I actually enjoy shooting my crossbow more than my compound. I feel more confident and consistent with my crossbow and now take it with me hunting more than my compound. I also enjoy my muzzleloader more than my rifle, but I don't criticize those that choose to use the "easier" rifle.

I think the OP bit off more than he could chew by attacking crossbow hunters. "To each his own" isn't even close to the apology that is due here! And NO you weren't "just wondering" you called us cheaters; that's an attack, not a question.

The OP clearly deserves a strike for this post!


----------



## Got_2_fish (Jan 12, 2010)

Your right, I ATTACKED them. It seems there all just wound a bit tight. The object here wasn't to tick anyone off. As for the apology I owe one to nobody. 

posted using Outdoor Hub Campfire


----------



## Blueump (Aug 20, 2005)

I was at a 3d shoot this summer when two guys approached our group holding compounds and told us wed eventually lose our training wheels. We then watched both men dig there arrows into the dirt about 5 feet in front of the 60 yard target. I've yet to do that with my crossbow.

WHAT A FOOLISH FOOLISH POST!


----------



## SNIPER17HMR (Jan 11, 2008)

If u really think about it a compound bow is not real different you use a sight most new bow are 80+ % let off so u are not holding all the weight and most use a release that has a trigger. crossbow's the trigger mechanism hold the weight of the draw we use a sight and use a trigger so I don't under stand why compound shooters look down on crossbows. 

Sent from my HTC One using Ohub Campfire mobile app


----------



## Got_2_fish (Jan 12, 2010)

I would sure hope you haven't done that with a crossbow. As for repeating everything word for word other than adding in your own little twists is pretty mature I must say. Didn't mean to break through all your little soft skins. Simple question was looking for a simple answer didnt realize everyone was so sensitive. I hope you never encounter a real life situation where someone has different views then you.

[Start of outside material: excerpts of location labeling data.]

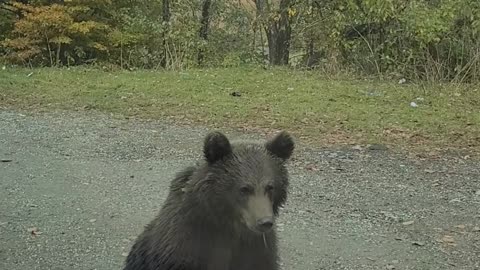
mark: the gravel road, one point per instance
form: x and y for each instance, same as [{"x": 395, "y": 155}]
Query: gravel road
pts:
[{"x": 76, "y": 188}]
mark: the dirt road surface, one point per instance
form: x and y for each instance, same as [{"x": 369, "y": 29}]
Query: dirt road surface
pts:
[{"x": 77, "y": 188}]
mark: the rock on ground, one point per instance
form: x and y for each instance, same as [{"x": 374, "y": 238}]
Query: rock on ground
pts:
[{"x": 77, "y": 188}]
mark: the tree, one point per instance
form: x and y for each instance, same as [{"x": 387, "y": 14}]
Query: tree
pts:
[
  {"x": 45, "y": 31},
  {"x": 204, "y": 22},
  {"x": 277, "y": 25}
]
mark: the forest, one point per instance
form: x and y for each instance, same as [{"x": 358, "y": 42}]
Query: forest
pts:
[{"x": 428, "y": 40}]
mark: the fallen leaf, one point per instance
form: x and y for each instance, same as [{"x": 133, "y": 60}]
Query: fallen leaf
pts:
[
  {"x": 34, "y": 231},
  {"x": 418, "y": 243},
  {"x": 449, "y": 240},
  {"x": 311, "y": 167}
]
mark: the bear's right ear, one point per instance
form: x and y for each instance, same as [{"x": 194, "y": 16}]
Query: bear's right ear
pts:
[
  {"x": 281, "y": 145},
  {"x": 216, "y": 147}
]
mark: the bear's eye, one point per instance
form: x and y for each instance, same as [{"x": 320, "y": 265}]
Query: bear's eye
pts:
[{"x": 246, "y": 190}]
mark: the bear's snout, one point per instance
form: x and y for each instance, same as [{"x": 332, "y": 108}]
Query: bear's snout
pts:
[{"x": 265, "y": 224}]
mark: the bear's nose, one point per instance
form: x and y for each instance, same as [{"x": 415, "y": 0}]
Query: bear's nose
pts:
[{"x": 265, "y": 224}]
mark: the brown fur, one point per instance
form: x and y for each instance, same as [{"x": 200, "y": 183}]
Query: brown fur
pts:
[{"x": 217, "y": 215}]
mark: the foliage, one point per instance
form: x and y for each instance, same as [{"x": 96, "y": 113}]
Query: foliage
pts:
[
  {"x": 55, "y": 32},
  {"x": 413, "y": 39}
]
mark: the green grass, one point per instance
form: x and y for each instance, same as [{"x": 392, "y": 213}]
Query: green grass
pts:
[{"x": 315, "y": 108}]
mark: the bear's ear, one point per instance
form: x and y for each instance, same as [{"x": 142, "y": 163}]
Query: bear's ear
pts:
[
  {"x": 281, "y": 145},
  {"x": 216, "y": 147}
]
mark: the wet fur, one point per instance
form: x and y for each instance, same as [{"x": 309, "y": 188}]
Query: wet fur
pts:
[{"x": 199, "y": 227}]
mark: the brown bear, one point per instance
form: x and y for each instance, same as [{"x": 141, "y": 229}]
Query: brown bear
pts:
[{"x": 220, "y": 214}]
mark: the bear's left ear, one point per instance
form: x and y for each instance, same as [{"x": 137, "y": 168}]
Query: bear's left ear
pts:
[
  {"x": 281, "y": 145},
  {"x": 216, "y": 146}
]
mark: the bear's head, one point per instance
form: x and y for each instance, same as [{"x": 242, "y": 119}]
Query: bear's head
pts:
[{"x": 247, "y": 181}]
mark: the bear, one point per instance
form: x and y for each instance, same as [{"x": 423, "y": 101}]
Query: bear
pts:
[{"x": 220, "y": 213}]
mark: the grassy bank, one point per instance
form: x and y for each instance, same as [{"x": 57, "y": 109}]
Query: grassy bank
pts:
[{"x": 315, "y": 108}]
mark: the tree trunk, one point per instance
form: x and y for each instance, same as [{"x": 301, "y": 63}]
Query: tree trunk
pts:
[
  {"x": 205, "y": 21},
  {"x": 166, "y": 21},
  {"x": 278, "y": 32}
]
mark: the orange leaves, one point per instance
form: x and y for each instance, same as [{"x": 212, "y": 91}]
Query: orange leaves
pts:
[{"x": 43, "y": 29}]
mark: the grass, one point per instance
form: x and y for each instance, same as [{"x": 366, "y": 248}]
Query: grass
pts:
[{"x": 314, "y": 108}]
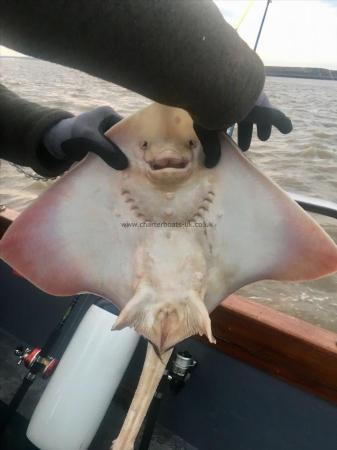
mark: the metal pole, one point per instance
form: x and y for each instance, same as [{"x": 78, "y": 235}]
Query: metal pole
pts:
[{"x": 261, "y": 26}]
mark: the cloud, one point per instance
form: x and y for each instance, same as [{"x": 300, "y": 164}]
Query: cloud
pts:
[{"x": 4, "y": 51}]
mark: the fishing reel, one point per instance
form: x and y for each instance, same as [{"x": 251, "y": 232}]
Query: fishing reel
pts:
[
  {"x": 180, "y": 372},
  {"x": 32, "y": 356}
]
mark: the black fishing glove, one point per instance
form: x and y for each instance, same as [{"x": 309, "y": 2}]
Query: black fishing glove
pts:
[
  {"x": 264, "y": 116},
  {"x": 71, "y": 139}
]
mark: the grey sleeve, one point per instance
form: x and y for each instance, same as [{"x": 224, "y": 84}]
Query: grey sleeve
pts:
[
  {"x": 22, "y": 125},
  {"x": 176, "y": 52}
]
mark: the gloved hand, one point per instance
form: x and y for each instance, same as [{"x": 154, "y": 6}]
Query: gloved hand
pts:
[
  {"x": 74, "y": 137},
  {"x": 264, "y": 116}
]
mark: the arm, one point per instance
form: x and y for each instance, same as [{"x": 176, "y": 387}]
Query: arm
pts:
[
  {"x": 22, "y": 123},
  {"x": 180, "y": 53}
]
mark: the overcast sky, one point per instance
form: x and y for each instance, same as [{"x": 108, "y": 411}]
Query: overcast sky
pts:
[{"x": 296, "y": 32}]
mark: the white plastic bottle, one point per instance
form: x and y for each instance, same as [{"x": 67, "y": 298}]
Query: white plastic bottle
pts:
[{"x": 81, "y": 389}]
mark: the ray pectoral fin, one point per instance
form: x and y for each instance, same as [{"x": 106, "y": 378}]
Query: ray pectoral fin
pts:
[{"x": 265, "y": 234}]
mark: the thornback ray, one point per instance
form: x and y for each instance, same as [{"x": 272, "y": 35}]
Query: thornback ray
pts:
[{"x": 167, "y": 239}]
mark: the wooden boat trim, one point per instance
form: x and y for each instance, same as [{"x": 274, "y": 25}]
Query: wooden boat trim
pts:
[{"x": 286, "y": 347}]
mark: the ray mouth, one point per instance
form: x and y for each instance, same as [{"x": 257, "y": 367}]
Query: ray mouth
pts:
[{"x": 169, "y": 164}]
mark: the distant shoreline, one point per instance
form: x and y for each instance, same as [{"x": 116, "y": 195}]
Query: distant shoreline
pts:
[
  {"x": 301, "y": 72},
  {"x": 271, "y": 71}
]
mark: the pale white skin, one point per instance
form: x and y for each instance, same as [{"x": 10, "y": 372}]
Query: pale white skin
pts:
[{"x": 165, "y": 280}]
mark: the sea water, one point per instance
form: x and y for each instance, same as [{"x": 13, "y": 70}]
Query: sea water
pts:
[{"x": 305, "y": 161}]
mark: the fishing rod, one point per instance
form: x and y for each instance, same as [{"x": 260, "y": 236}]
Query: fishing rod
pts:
[
  {"x": 37, "y": 361},
  {"x": 261, "y": 26}
]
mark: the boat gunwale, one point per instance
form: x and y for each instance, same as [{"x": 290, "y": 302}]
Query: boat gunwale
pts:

posted using Outdoor Hub Campfire


----------



## bansheejoel (Oct 15, 2009)

Don't anyone take it that I'm trying to put anyone down who shoots them. Everyone has a opinion, I don't like um. All I'm saying. Some guys don't like compounds, that's fine to. But to say a compound isn't more difficult is a joke

Sent from my SCH-I535 using Ohub Campfire mobile app


----------



## malainse (Sep 2, 2002)

We had years and years of threads like this.... 

They are 100% legal. 

CLOSED


----------